The rest of the book is, frankly, a high censure of the United States of America’s descent into decadence. The book becomes very specific, including a detailed warning about July 4, 2017. This final part of the book concentrates on showing that our present time fulfills the apocalyptic scriptures of the Old and New Testaments -- especially found in Daniel, Jeremiah, Ezekiel, and Revelation, but also throughout the Bible. There is emphasis both on identifying false prophets and recognizing the players on the stage of Satan’s final acts of sedition.
I do not present myself as a scholar of the end times. Yes, I have read much, both in the scriptures and out. I am persuaded by some of what I’ve read, merely amused by other non-biblical speculations, and angered by the outright deceit in much of the published junk that purports to represent God. The Bible makes clear what constitutes a right relationship with God. It also assures us that our sins, to use the inadequate but short word, are forgiven if we sincerely repent and act accordingly. Paul of Tarsus tortured and persecuted many people before he was recruited to speak on behalf of God. Not to include his epistles in the Bible because of his earlier deeds would eviscerate the New Testament.

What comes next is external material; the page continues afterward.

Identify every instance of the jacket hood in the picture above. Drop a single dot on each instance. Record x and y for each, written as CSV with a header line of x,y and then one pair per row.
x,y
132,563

I chose to write this review because, while I cannot confirm much of Erick’s analysis in the beginning or corroborate his predictions toward the end of the this book, and he may get little but scorn for the effort, I see in his work a man who is right with God. He is stymied by the masses who populate the world in self-indulgence and delusion, and frustrated the more by those who have condemned America to become the Great Babylon of Revelation. He is not alone in that conclusion. To Erick, I say, you have done your job. I heed God’s warning and I share your alarm.